The claim of lab-growers that only a smaller fraction of the cacao fruit is used is borne out of ignorance of the by-products of cocoa production. While it is true that only the seed of cacao is used to make chocolate, chocolate is not the only end-product of the cacao tree. Below are a few uses of other parts of the cacao fruit, which serve as extra income for farmers.
Cacao Pulp: The white pulp that surrounds the raw cacao bean is a source of nutritious cacao pulp juice.

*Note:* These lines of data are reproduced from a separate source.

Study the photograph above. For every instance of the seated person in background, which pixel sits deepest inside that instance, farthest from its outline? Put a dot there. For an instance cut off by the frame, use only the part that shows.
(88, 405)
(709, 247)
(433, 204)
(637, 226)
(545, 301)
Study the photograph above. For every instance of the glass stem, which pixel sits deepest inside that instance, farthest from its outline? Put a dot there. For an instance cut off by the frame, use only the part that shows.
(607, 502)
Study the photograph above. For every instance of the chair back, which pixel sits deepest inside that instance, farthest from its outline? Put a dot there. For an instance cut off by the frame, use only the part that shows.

The same pulp when sweated out during bean fermentation can be used to make alcoholic drinks like gin and brandy.
The Cocoa Pod Husks: Cacao pod husk is rich in protein, fibres, potassium, and other minerals which can be formulated into animal feed, dietary fibre, soap, organic agrochemicals, and catalysts for biofuel production.

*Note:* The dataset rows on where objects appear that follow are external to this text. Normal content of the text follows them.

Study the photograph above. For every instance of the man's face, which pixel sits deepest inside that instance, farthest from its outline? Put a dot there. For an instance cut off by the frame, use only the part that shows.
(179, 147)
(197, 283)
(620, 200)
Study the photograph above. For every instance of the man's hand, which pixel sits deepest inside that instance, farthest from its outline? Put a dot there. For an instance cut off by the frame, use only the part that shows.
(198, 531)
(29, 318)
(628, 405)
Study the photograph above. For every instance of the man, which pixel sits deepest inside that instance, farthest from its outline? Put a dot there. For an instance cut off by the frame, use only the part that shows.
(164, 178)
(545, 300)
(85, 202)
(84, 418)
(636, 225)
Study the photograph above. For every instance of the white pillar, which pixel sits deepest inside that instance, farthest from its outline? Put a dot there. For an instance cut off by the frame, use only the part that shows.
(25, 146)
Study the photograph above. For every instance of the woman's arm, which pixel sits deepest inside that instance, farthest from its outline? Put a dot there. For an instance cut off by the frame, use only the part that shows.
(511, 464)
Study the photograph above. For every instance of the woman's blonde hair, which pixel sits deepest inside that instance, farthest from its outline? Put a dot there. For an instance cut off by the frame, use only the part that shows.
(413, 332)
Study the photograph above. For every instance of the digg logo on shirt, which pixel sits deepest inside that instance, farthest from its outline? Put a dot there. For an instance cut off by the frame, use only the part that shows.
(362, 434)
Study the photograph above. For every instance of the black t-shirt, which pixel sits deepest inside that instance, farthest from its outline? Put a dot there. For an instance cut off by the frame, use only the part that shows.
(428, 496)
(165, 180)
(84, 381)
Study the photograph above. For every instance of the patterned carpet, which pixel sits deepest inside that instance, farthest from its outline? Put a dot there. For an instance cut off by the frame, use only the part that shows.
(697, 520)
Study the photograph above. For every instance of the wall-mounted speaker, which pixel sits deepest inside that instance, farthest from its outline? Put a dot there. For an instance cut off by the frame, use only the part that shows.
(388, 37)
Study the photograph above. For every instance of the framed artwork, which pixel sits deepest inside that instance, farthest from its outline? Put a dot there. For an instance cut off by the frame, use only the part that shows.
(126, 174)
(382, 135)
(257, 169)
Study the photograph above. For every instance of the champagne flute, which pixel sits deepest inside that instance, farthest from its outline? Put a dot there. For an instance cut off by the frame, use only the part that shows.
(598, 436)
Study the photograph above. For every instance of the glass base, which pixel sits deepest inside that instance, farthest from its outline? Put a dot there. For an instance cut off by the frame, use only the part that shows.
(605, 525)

Cocoa Shell: Just like the pod husks, this fibrous coat removed from the bean before or after roasting is an ingredient for animal feed, being rich in protein, fibre, and antioxidants. It can also be used for baking and confections, and in biofuel production.
Although only a few countries account for most of the world’s cocoa, other growing areas are gaining traction and aid to boost production, according to this 2022 expert market research report. The same report highlights the increasing demand for organic and sustainable variants of cocoa, a trend that’s expected to only grow, with the demand for derivative products like non-for-chocolate-making cocoa butter expected to rise.

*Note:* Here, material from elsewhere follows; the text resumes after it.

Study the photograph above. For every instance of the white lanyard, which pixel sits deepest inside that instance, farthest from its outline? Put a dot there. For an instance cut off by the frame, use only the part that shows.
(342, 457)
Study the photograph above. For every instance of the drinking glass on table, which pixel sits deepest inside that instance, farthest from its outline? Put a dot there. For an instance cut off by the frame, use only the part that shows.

More may still need to be done to completely eradicate deforestation and child labour from cocoa farming, but we can applaud what has been done so far to ensure consumers continue to get their favourite treat and derivative products from shops and supermarket shelves with the supply chain intact.
Current trends have created passionate consumers who want to know where their food comes from and how it is farmed. These consumers want to buy and eat responsibly, knowing that their wallet is making the difference in the industry. This means sustainability issues are at the forefront of their attitude towards what they eat.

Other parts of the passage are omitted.